Vom Verstand her würde ich zum 24" tendieren, nur, dann braucht man in 1-2 Jahren wieder ein neues Bike.

Meine Favoriten wäre ja Scott Scale JR und Scott Contessa Scale beide mit einer Kurbellänge von 152mm.

Was meint Ihr dazu?

Gruß
Chris


----------



## trifi70 (7. April 2013)

Würde die Wahl nicht (nur) von der Kurbellänge abhängig machen. 170 ist definitiv zu lang. Aber wenn das Rad möglichst lange halten soll, kommt man um einen Wechsel der Kurbel im Laufe der Nutzungszeit wohl nicht drum rum. Entweder jetzt passend kaufen und später eine längere dran oder jetzt ist eine zu lange dran, die man umbaut und für später beiseite legt. Erstere Variante hat den Vorteil, dass man normale Seriennkurbeln in 165 oder 170er Länge für günstiges Geld einfach bekommt. Eine zum Rad passende Kinderkurbel zu finden, kann dagegen etwas aufwendiger sein...

Das größere Rad (also 26") würde ich nur wählen, wenn das Kind schon auf dem alten Rad sehr sicher fährt und die Probefahrt auf dem 26er zeigt, dass es wirklich damit klarkommt. Mit 170er Kurbel wird Probefahrt aber eher wenig aussagend sein (Sattel ist dann auch eigentlich zu tief).


----------



## MTB-News.de




----------



## Y_G (7. April 2013)

Mal ne Frage, warum kommt nur cube in frage?


----------



## Hype1980 (7. April 2013)

trifi70 schrieb:


> Das größere Rad (also 26") würde ich nur wählen,  wenn das Kind schon auf dem alten Rad sehr sicher fährt...

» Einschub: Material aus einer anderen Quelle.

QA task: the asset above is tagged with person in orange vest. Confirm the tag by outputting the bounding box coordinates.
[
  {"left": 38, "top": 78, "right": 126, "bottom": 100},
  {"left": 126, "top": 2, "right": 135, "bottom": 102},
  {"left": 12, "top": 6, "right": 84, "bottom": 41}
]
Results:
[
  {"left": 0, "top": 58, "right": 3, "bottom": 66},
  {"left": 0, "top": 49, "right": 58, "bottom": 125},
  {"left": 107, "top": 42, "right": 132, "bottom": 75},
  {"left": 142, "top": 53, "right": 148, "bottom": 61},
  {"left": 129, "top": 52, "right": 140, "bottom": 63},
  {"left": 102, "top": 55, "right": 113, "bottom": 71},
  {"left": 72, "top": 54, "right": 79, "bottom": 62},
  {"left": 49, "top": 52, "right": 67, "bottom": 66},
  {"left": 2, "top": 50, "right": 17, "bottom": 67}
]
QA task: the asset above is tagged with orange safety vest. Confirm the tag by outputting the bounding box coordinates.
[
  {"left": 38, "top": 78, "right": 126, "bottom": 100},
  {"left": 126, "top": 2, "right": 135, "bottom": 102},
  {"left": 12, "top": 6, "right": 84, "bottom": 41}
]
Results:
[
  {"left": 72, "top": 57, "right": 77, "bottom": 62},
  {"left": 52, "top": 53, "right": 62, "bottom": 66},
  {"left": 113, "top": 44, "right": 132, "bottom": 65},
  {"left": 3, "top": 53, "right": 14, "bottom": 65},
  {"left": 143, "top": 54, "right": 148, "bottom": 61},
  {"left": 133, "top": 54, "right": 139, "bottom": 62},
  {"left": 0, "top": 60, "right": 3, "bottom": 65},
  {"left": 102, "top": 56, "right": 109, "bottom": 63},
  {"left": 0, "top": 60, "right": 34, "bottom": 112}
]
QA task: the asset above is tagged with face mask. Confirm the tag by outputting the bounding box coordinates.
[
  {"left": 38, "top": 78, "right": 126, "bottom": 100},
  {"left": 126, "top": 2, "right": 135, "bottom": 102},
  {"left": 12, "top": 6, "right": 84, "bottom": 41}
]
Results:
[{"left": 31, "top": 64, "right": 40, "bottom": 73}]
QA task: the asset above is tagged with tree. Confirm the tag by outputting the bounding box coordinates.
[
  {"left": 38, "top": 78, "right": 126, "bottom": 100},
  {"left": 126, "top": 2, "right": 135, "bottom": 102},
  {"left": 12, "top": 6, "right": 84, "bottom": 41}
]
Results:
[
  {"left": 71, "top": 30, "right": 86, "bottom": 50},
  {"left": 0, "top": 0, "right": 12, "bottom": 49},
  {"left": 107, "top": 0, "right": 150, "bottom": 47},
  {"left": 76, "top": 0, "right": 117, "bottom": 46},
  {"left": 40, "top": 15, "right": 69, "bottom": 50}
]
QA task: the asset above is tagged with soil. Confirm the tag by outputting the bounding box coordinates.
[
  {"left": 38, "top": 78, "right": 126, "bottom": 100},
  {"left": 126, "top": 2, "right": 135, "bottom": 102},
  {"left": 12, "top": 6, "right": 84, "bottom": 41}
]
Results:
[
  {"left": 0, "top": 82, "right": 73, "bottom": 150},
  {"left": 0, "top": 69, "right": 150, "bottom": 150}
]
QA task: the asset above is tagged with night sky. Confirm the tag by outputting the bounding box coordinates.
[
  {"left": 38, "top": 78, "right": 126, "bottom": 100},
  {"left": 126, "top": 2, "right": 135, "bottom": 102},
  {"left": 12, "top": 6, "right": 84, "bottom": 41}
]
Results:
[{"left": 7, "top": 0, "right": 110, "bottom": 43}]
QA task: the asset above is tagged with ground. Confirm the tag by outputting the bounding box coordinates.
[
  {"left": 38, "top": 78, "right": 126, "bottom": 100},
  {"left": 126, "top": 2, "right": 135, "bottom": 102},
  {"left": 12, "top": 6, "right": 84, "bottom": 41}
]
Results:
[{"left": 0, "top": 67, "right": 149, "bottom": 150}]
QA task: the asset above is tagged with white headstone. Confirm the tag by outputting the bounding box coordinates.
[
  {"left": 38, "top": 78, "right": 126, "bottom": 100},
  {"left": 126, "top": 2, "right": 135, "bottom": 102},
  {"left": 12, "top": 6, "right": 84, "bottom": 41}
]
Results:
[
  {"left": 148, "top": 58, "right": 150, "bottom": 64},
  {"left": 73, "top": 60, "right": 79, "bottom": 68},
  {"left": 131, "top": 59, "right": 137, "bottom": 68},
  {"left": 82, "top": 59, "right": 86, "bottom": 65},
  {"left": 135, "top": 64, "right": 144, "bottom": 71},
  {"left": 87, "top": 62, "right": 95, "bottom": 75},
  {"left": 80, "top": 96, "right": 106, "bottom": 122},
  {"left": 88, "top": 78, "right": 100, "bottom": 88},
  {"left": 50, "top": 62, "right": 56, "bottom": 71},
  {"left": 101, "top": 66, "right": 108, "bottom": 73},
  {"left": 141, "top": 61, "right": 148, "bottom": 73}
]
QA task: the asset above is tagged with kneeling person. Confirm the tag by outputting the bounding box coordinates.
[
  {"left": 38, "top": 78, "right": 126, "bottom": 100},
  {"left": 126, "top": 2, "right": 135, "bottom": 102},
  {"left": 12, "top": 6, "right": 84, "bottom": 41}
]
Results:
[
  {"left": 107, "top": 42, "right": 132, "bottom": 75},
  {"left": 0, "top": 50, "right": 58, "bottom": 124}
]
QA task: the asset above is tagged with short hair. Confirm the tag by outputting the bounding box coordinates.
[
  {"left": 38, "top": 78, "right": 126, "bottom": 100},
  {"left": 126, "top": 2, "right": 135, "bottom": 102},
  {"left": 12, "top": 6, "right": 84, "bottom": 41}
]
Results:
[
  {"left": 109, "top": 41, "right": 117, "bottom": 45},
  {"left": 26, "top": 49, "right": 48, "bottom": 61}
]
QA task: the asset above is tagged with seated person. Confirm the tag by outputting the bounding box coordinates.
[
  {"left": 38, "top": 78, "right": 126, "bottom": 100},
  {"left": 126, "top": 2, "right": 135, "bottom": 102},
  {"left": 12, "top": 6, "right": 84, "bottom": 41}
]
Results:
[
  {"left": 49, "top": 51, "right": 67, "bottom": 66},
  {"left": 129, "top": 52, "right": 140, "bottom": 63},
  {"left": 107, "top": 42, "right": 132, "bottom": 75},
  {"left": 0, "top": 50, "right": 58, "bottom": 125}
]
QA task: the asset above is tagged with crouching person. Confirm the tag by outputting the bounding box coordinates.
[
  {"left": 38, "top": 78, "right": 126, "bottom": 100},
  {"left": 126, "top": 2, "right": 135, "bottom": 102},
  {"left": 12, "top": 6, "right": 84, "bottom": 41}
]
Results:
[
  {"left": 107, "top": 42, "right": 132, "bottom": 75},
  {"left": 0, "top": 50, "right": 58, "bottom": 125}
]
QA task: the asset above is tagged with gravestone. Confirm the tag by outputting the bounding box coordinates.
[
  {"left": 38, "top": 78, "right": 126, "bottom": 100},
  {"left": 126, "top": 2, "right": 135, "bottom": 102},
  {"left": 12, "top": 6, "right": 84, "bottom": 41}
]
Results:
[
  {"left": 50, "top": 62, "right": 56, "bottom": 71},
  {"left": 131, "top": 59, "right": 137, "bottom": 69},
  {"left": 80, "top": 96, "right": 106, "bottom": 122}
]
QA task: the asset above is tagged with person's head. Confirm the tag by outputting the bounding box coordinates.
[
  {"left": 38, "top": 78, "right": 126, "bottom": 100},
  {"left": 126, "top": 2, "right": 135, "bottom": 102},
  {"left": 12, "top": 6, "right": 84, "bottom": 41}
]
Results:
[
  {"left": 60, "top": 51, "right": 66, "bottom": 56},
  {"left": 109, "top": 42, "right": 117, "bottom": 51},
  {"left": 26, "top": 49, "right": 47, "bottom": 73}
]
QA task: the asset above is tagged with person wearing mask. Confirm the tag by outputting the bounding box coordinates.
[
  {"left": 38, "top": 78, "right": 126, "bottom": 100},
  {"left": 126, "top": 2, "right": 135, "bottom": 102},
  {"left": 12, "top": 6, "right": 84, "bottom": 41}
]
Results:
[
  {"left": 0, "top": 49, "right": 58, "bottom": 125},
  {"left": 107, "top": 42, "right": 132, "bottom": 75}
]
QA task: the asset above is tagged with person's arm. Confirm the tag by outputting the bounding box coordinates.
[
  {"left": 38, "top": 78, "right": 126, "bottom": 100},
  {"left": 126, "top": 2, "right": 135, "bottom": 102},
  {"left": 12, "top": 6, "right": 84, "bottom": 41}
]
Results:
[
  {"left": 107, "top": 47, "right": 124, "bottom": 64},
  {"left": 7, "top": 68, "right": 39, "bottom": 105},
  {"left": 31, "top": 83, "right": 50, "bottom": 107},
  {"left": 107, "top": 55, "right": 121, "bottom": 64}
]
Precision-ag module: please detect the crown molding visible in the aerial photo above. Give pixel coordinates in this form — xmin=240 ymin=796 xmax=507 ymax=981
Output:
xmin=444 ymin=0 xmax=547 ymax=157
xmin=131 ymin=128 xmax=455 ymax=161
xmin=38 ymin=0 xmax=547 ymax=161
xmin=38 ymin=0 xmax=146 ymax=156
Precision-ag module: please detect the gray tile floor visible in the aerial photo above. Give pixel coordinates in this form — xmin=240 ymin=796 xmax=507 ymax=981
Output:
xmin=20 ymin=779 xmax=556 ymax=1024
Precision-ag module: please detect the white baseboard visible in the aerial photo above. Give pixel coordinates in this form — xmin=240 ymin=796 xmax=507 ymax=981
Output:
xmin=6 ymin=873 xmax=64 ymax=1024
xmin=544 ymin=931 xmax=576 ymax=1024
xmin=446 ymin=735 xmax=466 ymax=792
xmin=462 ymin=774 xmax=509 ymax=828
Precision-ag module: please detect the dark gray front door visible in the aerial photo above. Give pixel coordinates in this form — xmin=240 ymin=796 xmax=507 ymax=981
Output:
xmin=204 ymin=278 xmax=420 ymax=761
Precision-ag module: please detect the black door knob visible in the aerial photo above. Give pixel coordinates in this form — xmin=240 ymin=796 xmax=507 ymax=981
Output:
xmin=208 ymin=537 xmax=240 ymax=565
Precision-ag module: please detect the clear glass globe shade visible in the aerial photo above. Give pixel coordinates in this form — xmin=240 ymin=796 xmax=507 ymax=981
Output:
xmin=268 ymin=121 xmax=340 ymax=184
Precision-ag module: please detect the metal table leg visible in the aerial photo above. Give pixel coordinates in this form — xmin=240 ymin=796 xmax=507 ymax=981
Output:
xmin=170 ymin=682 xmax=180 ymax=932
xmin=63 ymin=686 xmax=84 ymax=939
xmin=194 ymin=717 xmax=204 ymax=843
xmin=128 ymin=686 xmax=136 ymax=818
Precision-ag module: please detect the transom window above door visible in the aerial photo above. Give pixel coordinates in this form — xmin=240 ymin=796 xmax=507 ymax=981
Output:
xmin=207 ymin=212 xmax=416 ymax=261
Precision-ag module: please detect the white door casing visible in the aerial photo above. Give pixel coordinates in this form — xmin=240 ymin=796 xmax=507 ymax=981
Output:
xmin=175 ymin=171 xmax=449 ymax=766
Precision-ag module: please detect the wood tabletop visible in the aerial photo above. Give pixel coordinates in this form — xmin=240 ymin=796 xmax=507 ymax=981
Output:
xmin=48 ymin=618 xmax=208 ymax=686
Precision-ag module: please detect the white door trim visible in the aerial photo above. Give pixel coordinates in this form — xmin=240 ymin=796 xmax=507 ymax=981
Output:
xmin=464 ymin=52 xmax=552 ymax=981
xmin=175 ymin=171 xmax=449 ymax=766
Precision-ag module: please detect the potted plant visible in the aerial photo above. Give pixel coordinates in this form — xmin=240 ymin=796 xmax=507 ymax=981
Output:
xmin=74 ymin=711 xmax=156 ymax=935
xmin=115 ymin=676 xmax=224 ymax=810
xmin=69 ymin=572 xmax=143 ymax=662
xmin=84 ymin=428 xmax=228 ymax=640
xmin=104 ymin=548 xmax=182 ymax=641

Natürlich kann sie auf dem alten Rad sicher fahren, dafür reicht es.
Aber ich habe letztens ein Mädchen gesehen, ca. so alt und groß wie meine Tochter, mit einem 26" Bike, sah zum Teil sehr unbeholfen aus. Sowas will ich natürlich meiner Tochter ersparen

Werde wohl zu nem 24" greifen und und später erst in ein größeres mehr investieren.




Y_G schrieb:


> Mal ne Frage, warum kommt nur cube in frage?



Naja, man kennt das doch "meine Freundin hat das auch..." usw usw...
Und zudem, es kommt ja nicht nur Cube in Frage, wie ich erwähnt habe, wäre mir Scott am liebsten, erstens gutes Fachgeschäft um die Ecke von dem ich meine Scott´s habe und zweitens habe ich mit denen immer nur gute Erfahrungen gemacht.

Bitte *keine* Vorschläge zu Islabikes oder Kaniabikes etc... sind nicht mein Fall, sry.

Gruß
Chris


----------



## trifi70 (7. April 2013)

Hype1980 schrieb:


> Natürlich kann sie auf dem alten Rad sicher fahren, dafür reicht es.
> Aber ich habe letztens ein Mädchen gesehen, ca. so alt und groß wie meine Tochter, mit einem 26" Bike, sah zum Teil sehr unbeholfen aus. Sowas will ich natürlich meiner Tochter ersparen


Genau deshalb ja auch


trifi70 schrieb:


> ... und die Probefahrt auf dem 26er zeigt,  dass es wirklich damit klarkommt.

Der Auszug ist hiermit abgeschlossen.